Florida Gov. Ron DeSantis, former Vice President Mike Pence, former South Carolina Gov. Nikki Haley and South Carolina Sen. Tim Scott are some of the candidates set to appear at the conference, called the Family Leadership Summit.

Reynolds’ choice of venue to sign the bill further cements the role the divisive issue will play in presidential politics in the key early-voting state. 

While polling in the state, as well as nationally, found that a majority of voters support women having the right to abortion, support for harsher abortion restrictions remains popular among conservative evangelical Christians — a key voting bloc in the state’s Republican caucuses. 

If the law were to go into effect immediately following Reynolds’ signature, it would send abortion clinics and patients in the state scrambling — an outcome the reproductive rights groups referred to in their announcement of their suit.

“If this abortion ban goes into effect, it will place an unacceptable burden on patients’ ability to access essential abortion care, especially those who already face systemic inequities,” Ruth Richardson, president and CEO of Planned Parenthood North Central States, said in a statement. “Hundreds of Iowans will be impacted in mere weeks. We refuse to stand idly by and will fight every step of the way to block this abortion ban and restore Iowans’ rights.” 

The bill passed late Tuesday would ban abortions at the sixth week of pregnancy. The measure includes exceptions for the life of the mother, miscarriages and fetal abnormalities deemed by a physician “incompatible with life.”

The bill also includes exceptions for pregnancies resulting from rape and incest. For those exceptions to apply, the rape must have been reported to law enforcement or a “public or private health agency” — which includes a family doctor — within 45 days, and the incest must have been reported to any of those officials or entities within 140 days.

Reproductive rights advocates have said a six-week ban amounts to a total abortion ban because women don’t even know they are pregnant that early.

As it currently stands, abortion remains legal in Iowa until the 20th week of pregnancy.
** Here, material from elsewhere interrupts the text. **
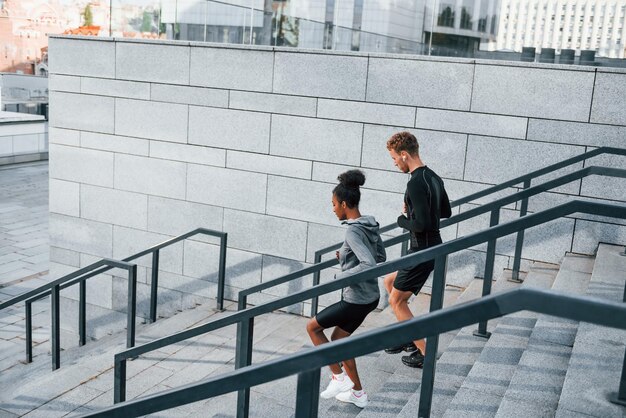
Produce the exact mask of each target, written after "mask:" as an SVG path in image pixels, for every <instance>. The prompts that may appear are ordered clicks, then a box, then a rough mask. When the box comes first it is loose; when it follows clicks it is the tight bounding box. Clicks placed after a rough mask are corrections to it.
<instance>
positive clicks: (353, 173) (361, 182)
mask: <svg viewBox="0 0 626 418" xmlns="http://www.w3.org/2000/svg"><path fill="white" fill-rule="evenodd" d="M337 180H339V183H341V184H342V185H343V186H345V187H349V188H358V187H359V186H362V185H364V184H365V174H364V173H363V172H362V171H361V170H348V171H346V172H345V173H341V174H340V175H339V177H337Z"/></svg>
Passage of the bill capped a marathon one-day special legislative session that Reynolds called for what she described as the sole purpose of enacting “pro-life” legislation. She announced the session just weeks after the Iowa Supreme Court issued a ruling allowing a six-week abortion ban that lawmakers had enacted in 2018 to remain permanently blocked.

While the latest law is already facing the same type of legal challenges as the 2018 law, the outcome could be different this time around with a full state Supreme Court issuing a decision. 

The court's split ruling last month on that 2018 law was a narrowly tailored decision based largely on procedural grounds, meaning it remains possible — if not likely — that a full seven-member court could find legal consensus on a new ban.

One of the court’s seven justices, Dana Oxley — a Reynolds appointee — recused herself because her former law firm represented an abortion clinic that was a plaintiff in the original case.